Colapso no mundo virtual das criptomoedas afetará liquidez do mundo real

Acredite se puder / 08 Fevereiro 2018

Na Europa, diariamente as autoridades estão alertando os investidores para os perigos que correm com as aplicações em moedas eletrônicas. Mario Draghi, presidente do Banco Central Europeu as classificou como “ativos muito arriscados”, que devem ser mantidos com prudência, nomeadamente por bancos. “As moedas virtuais estão sujeitas a grande volatilidade. O seu preço é completamente especulativo”, enfatizou. O BCE não constatou que os bancos detenham “reservas significativas desta moeda”, pela qual parecem mostrar “pouca apetência”, observou. Disse que as criptomoedas evoluem “num espaço que não está regulamentado” e que os bancos têm de ter em conta “um risco elevado”, sobretudo devido a grande volatilidade.

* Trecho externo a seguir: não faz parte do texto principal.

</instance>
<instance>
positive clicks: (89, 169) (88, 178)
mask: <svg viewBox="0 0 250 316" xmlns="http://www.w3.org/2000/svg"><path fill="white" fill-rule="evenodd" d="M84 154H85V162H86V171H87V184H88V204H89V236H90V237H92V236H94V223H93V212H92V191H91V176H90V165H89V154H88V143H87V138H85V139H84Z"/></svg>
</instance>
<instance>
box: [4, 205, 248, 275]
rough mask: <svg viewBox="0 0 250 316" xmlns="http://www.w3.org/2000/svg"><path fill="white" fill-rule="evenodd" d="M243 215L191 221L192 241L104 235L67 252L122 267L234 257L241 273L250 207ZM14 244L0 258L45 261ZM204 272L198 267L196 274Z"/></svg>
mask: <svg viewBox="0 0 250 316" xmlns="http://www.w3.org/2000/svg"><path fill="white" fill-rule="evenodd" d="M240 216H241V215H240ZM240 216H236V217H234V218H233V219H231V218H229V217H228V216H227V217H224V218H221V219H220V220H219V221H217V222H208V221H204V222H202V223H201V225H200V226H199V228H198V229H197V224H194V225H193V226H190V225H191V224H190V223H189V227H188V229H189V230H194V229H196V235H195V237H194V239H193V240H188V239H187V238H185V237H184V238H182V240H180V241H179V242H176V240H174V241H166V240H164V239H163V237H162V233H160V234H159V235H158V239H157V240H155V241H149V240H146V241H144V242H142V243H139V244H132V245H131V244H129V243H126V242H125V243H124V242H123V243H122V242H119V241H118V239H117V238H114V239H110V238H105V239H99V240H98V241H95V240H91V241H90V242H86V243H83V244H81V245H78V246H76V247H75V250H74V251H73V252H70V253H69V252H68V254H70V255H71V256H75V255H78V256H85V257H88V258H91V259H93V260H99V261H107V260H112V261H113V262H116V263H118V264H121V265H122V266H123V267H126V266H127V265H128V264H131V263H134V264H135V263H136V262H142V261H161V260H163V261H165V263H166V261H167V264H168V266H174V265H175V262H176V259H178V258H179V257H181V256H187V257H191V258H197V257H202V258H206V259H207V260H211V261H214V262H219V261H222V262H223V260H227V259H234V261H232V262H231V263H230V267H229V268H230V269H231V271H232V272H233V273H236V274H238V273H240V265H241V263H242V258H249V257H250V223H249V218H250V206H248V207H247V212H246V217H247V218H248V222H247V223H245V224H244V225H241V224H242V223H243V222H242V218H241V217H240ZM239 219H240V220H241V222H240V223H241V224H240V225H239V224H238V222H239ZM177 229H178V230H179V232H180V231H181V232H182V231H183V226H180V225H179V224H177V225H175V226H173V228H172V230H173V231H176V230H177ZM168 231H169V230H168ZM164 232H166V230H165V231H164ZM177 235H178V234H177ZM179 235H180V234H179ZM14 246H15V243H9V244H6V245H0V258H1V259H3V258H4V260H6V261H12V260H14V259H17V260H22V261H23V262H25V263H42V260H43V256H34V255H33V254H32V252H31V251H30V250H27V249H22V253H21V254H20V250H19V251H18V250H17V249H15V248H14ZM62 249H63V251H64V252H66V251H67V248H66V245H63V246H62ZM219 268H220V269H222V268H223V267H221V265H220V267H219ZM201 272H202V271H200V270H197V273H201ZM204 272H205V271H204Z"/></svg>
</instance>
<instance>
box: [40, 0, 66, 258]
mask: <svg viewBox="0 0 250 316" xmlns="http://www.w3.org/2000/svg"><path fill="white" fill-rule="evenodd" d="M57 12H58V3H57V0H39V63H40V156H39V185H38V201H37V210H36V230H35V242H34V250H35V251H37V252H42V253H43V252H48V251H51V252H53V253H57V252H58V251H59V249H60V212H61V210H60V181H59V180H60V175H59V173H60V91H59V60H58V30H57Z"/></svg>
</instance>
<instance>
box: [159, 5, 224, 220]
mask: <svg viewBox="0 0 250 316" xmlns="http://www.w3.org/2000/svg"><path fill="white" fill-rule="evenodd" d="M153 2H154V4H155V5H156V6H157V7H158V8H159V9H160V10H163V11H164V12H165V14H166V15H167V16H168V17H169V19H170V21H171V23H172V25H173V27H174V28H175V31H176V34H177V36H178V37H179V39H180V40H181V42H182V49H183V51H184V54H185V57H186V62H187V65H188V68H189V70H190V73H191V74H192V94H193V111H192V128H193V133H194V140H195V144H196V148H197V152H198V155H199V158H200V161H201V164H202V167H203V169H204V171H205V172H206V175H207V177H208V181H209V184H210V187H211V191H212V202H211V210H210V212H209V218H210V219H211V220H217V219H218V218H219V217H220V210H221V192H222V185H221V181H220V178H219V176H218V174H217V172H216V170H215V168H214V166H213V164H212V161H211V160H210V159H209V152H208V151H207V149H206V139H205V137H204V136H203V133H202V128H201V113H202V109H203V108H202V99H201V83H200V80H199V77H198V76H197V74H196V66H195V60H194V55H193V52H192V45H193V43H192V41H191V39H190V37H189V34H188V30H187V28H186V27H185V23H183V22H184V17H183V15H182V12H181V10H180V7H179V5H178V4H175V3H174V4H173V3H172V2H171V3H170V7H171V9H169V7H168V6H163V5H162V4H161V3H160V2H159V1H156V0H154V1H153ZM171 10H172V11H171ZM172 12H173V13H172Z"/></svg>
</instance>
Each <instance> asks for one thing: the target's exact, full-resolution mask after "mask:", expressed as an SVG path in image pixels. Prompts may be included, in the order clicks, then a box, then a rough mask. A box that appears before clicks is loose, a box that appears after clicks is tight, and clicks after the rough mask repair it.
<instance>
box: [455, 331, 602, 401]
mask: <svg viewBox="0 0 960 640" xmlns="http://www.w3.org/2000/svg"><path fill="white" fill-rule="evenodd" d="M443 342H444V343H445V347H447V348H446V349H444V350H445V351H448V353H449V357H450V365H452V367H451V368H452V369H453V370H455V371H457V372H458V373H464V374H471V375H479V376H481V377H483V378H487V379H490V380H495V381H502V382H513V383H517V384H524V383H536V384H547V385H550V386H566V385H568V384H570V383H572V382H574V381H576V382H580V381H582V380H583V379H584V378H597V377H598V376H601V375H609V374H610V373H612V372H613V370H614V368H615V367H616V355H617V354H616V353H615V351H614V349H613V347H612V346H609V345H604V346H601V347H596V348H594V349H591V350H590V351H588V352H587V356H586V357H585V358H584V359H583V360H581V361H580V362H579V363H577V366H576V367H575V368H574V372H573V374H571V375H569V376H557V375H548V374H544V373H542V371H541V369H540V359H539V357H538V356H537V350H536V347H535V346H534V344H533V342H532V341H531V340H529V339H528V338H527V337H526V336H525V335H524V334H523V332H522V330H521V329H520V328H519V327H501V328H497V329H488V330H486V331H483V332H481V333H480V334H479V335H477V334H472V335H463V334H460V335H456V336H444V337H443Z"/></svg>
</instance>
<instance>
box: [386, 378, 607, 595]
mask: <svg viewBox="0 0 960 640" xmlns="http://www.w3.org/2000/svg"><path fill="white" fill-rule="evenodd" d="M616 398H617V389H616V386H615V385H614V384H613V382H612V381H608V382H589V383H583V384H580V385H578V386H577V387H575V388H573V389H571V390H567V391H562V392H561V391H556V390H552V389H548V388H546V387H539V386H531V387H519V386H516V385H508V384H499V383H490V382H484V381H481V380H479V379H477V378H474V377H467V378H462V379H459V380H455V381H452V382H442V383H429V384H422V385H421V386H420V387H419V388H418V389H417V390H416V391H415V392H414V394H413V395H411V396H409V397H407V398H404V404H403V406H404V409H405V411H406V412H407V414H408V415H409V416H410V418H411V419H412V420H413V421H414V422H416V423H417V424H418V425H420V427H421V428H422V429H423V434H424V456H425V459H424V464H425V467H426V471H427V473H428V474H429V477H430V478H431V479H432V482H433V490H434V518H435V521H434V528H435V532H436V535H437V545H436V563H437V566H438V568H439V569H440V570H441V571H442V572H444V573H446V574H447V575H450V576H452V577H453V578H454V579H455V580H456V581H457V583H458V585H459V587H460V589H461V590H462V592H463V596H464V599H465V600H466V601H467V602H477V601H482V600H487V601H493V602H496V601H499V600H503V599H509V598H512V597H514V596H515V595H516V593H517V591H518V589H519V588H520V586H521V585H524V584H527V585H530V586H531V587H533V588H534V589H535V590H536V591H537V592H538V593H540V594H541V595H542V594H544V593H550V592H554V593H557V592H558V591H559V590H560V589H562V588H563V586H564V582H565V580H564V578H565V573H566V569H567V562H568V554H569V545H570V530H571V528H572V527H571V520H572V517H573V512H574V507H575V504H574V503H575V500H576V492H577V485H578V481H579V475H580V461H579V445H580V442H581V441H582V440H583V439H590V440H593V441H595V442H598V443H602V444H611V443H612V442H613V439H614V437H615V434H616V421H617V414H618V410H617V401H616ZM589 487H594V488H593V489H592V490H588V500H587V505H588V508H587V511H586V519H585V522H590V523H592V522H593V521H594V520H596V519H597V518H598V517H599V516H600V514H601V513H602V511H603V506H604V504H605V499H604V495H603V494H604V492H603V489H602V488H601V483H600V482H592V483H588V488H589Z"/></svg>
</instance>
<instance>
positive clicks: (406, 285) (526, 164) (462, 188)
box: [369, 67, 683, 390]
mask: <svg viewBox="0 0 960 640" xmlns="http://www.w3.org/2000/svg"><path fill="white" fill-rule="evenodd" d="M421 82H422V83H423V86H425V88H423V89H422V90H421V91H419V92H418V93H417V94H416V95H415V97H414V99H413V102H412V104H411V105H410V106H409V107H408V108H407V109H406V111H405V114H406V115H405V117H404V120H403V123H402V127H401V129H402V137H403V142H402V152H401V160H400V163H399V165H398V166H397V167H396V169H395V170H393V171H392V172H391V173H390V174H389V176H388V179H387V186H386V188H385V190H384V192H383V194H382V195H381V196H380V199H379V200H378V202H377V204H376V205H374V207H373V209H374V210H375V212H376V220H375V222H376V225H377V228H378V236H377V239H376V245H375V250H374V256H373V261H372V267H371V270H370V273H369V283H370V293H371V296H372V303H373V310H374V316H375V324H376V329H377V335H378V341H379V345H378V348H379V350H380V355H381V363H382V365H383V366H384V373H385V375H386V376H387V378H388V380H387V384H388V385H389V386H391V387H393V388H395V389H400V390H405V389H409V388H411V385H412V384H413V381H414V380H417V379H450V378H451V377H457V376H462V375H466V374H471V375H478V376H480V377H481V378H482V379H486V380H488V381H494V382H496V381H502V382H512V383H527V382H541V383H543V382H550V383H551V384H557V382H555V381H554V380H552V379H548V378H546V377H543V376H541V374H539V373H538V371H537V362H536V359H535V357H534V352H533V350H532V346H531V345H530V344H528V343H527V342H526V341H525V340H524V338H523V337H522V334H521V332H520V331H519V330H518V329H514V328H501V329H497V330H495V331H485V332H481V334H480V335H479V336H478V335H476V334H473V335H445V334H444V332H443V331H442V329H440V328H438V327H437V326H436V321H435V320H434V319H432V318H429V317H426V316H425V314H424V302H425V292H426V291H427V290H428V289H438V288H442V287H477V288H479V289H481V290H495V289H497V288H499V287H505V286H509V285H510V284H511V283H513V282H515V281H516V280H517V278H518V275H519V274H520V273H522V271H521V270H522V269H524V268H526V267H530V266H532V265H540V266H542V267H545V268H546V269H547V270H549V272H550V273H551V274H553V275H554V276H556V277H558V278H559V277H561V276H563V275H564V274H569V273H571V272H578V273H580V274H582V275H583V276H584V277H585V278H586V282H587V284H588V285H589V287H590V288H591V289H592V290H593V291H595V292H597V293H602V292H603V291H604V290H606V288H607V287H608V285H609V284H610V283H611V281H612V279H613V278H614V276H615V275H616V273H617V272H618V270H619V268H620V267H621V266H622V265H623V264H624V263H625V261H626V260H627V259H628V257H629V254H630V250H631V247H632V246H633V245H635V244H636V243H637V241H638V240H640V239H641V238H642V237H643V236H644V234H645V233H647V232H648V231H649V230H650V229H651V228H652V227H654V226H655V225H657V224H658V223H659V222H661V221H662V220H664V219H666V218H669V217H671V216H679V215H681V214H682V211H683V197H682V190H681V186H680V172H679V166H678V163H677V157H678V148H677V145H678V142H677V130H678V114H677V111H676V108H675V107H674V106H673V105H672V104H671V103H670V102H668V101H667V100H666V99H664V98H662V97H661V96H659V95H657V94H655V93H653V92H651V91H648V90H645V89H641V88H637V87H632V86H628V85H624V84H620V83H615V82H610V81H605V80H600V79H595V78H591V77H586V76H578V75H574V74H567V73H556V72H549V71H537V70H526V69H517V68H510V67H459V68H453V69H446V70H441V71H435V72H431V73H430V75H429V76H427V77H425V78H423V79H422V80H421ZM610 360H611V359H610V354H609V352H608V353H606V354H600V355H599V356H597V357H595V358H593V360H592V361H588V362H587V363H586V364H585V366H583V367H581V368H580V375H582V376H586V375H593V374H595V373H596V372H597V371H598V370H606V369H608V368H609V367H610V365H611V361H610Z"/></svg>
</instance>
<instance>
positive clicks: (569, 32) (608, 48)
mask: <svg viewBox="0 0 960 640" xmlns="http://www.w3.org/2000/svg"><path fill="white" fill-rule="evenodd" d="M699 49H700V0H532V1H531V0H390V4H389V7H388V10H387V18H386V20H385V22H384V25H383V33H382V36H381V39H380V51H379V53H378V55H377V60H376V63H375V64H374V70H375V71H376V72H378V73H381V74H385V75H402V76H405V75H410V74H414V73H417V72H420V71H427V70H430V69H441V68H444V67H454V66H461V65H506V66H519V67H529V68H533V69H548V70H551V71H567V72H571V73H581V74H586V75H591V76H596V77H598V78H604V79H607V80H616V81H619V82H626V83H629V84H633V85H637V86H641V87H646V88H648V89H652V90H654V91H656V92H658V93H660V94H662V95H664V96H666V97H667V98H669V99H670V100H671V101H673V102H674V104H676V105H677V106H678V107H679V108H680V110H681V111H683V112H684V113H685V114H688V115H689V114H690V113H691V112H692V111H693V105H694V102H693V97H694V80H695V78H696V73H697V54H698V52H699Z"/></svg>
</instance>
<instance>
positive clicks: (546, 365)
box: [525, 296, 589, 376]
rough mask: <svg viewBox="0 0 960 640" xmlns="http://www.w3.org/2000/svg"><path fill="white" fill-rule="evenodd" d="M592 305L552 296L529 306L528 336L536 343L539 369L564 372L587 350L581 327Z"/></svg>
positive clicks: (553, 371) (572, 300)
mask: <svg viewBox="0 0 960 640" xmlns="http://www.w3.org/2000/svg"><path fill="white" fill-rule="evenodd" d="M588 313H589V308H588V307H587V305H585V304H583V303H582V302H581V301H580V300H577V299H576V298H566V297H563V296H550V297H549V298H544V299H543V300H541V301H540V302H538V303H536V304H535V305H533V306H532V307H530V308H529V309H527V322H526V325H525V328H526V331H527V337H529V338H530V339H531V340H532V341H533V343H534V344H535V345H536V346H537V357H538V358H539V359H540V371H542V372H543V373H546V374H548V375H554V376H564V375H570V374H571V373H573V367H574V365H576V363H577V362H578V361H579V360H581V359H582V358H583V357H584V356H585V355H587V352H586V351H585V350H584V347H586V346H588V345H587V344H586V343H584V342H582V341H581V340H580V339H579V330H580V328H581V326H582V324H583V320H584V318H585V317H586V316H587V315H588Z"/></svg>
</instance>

Para Yves Mersch, membro da Comissão Executiva do Banco Central Europeu, “se cada vez mais tivermos pontes entre o mundo virtual e o mundo real e se, depois houver um colapso no virtual, pode haver uma retirada de liquidez do mundo real”, disse Mersch numa entrevista em Frankfurt citada pela Bloomberg. “Isto então torna-se uma preocupação para o Banco Central”, acrescentou.

O membro da Comissão Executiva do BCE disse que é necessária “mais informação” sobre as moedas virtuais. “Para mim, devia-se obrigar as plataformas que não estão reguladas a reportar para diretórios as transações de uma forma harmonizada para que, assim, tivéssemos acesso à informação, também no sentido de criar uma resposta melhor”, adiantou. Nesta semana, o diretor-geral do Banco de Pagamentos Internacionais (BIS) apelou aos governos e reguladores para que tomem medidas no sentido de travar a propagação das criptomoedas para proteger os cidadãos e os investidores.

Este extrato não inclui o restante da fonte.